One of the ideas that interested me was trying to present two views of Britain. One is the British sensibility, with references from history and folk music. Against that we wanted to set a more contemporary Britain, which would be more multi-cultural and it would include Asian elements, African, Australian – as sort of broader mixture of influences. So to that end, the Dhol Foundation put in some Asian rhythms, we have some African rhythms from Adzido, there is some didgeridoo and Arabian rhythmic elements as well. The brass band grew out of the mining villages and in reference to the industrial era, the middle section of the record, they provided a very evocative and nostalgic sound.

We effectively tied up two studios for 18 months and (engineers) Richard Chappell and Alan Coleman were down in the writing room studio, which I call the garden shed, outside at the back. Richard Evans and Edel Griffiths were both in the Workroom doing different things. Sometimes we would all get together to look at some rhythmic elements downstairs in one of the studios.

There was a ton of material so Edel and Alan, as well as working on the music, were trying to log everything. I learnt many years ago that you should keep tape running, although it seems wasteful to keep a DAT permanently on go whenever noise is being made, but we caught some moments which might have otherwise been lost. So often in music it’s something in the air. You think that you are playing exactly the same things as you were playing before, but somehow the spirit is gone and it is a dead corpse that you are working with. You’ve forgotten what was giving it life, whereas if you keep the tape running, you can always come back to the moments that really catch fire. It’s sounds and ideas. Sounds are easier to store safely but mood is a fickle beast. Just when you think you have trapped it, it disappears in front of you. In a sense making music is trying to trap magic as it happens.

Because we were telling a story with different characters, it seemed much more effective to have different people singing their parts. We have a lot of great vocalists working on this record, and that was exciting for us. Elizabeth Fraser is singing Sofia, the daughter. I loved her singing with the Cocteau Twins and more recently with Massive Attack and I was very happy that she was willing to get involved. There is a tenderness and vulnerability in her voice, which is very appealing, and I think she is very musical  – the way she was improvising in certain places was very strong.

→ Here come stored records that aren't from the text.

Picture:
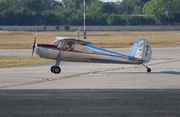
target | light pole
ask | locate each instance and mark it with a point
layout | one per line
(84, 19)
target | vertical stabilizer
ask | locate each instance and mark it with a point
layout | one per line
(141, 50)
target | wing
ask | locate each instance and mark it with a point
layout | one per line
(69, 40)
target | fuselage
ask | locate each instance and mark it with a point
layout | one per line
(84, 53)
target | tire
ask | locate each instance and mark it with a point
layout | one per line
(56, 70)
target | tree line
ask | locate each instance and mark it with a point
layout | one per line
(70, 12)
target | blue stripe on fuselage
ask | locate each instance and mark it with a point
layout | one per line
(104, 51)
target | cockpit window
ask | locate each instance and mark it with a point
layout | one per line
(56, 42)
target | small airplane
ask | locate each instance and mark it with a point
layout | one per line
(76, 50)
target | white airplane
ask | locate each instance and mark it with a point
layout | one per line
(76, 50)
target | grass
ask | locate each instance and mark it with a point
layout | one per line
(9, 61)
(24, 40)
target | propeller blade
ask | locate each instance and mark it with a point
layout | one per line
(34, 45)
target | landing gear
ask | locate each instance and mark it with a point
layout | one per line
(56, 69)
(148, 69)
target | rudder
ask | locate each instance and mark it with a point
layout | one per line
(141, 50)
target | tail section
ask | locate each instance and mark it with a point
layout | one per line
(141, 50)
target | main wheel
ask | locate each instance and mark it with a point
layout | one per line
(56, 70)
(148, 70)
(52, 69)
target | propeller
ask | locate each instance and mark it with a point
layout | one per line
(34, 45)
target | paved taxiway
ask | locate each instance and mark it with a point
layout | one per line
(89, 90)
(165, 65)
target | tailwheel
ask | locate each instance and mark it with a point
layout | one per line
(148, 69)
(55, 69)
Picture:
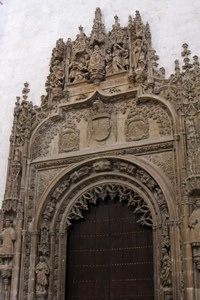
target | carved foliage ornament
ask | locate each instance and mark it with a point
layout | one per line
(100, 191)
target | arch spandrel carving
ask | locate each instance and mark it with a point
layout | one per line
(109, 124)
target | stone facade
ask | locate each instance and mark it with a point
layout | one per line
(109, 124)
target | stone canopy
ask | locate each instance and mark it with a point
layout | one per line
(110, 125)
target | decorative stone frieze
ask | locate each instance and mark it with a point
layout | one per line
(110, 126)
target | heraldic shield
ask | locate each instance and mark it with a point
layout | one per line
(101, 127)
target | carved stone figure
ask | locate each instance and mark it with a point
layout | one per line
(8, 236)
(117, 63)
(194, 223)
(109, 59)
(96, 59)
(42, 272)
(139, 54)
(165, 275)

The part of the father is sung be Richie Havens. I have known him for a couple of years and often come across him at human rights protests – he is a really warm man with a lived-in, rich voice. Paul Buchanan sings the part of Skyboy. When I first heard The Blue Nile, many years ago now, I was blown away by the vocals. Paul, whom I met on a few occasions, was very happy to take the main part.

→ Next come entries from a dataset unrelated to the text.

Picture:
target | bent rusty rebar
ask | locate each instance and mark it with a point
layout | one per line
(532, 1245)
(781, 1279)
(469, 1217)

I do Ion, the industrial megalomaniac from Act 2 on ‘The Tower That Ate People’, and that was fun because it was a bluesy distorted voice, which was a fun thing to sing. It started really from this groove, as many things do, but there is this riff, which is actually a flute but it sounds like an electric guitar, bam-bam-baam. That was the starting point if you like and things built out from there. There is this fuzzed up vocal which is more Dr. John than my usual stuff and that was a fun thing to play with.

‘Father Son’ was actually written before the Dome project came up but because it was about the relationship of different generations it seemed like it would fit well.

I went to this hotel in Wales for some of it [the lyric writing process] then spent some time driving on the North Devon coast. I find driving and trains much more productive than staying still in one place and I think (this is a theory I have not yet been able to prove) that the brain is stimulated by motion. When you are in a train or in a car you have stuff flying past you all the time, and so a certain type of brain activity is induced that I think is very good to get into this meditative hum of trying to find your way into lyric writing. For me I know that on trains and driving is when I get ideas.

NB: Quotes taken from an interview conducted in 2000.